Everything you need to know in about 5 minutes

Now that the 53 man roster is all but official, we can step back and see what kind of team the 49ers are hoping to be in 2021. As I looked at the collective group for today’s Stats & Eggs podcast, one thing became crystal clear: This team is going to absolutely punch people in the mouth. No matter which position group you look at, you see a tough, physical unit that will push you from point A to point B against your will. Exactly the way Kyle Shanahan likes to win football games.

The two groups, in particular, that stand out to me are the defensive line and the wide receivers. The sheer number of defensive linemen/edge rushers on this team alone, 11 if you’re counting, speaks to how deep and talented this group is. That depth allows the 49ers to rotate players frequently while keeping their big guns fresh for the critical situations in the game.

It’s one thing to try and convert a 3rd and 6 against Nick Bosa, Arik Armstead, and Dee Ford. It’s another thing altogether when you’re facing Bosa, Armstead, and Ford when they’ve been able to get full rest on the sidelines because the replacements are still kicking ass. Keeping those guys fresh is imperative because the entire defense is built around pressure from the defensive line. The 49ers can clearly do that, so the unit should scare the bejesus out of opposing quarterbacks all year long.

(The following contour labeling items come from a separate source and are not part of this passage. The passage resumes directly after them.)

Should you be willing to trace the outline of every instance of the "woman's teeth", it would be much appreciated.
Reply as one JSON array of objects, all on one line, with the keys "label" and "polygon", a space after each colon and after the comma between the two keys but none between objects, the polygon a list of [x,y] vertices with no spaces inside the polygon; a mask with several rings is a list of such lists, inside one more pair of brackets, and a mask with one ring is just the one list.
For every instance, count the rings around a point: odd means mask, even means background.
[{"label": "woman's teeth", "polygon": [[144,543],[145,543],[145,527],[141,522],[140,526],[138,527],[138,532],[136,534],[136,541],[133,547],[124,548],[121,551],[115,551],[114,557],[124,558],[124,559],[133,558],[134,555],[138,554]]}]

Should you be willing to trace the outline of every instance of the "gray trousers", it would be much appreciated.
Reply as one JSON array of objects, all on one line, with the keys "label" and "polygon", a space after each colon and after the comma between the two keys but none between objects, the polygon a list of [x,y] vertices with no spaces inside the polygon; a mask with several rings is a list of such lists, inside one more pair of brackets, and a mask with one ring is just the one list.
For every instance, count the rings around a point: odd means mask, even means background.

As for the wide receivers, you could argue that no team in the league has a more physical wide receiver room than the 49ers. Tennessee might have the two most physically imposing starters in AJ Brown and Julio Jones. Still, from top to bottom, I’d put the physicality of the 49ers’ pass-catchers up against anyone. Good luck to anyone defender trying to tackle Deebo Samuel, Jauan Jennings, Trent Sherfield, or Jalen Hurd with a full head of steam.

The group’s similar body type and play styles tell me Kyle Shanahan wants to be able to use interchangeable parts at any time. He wants his receivers to threaten the defense at every level - especially out of the backfield. Given the variability at quarterback, this is an incredibly useful tool to use to help keep the offense on schedule. They all should be an asset in the ground game as well, which we all know is the key to Kyle Shanahan’s heart.

As a whole, the team is set up to play very complimentary football throughout the year. The plan most weeks will be to move the chains with the running game and gash defenses with play-action passes. Hopefully, that leads to points, which will cause other teams to become one-dimensional and play right into the hands of the pass rushers up front.

If not, the defense will still be good enough to force offenses to go on long drives to score points, which will keep the game close enough for Kyle Shanahan to scheme up enough offense to win most of the time.

That’s the plan, anyway. Mike Tyson once said, “Everybody has a plan until they get punched in the mouth.” Fortunately, more often than not, the 49ers will be the ones throwing the punches.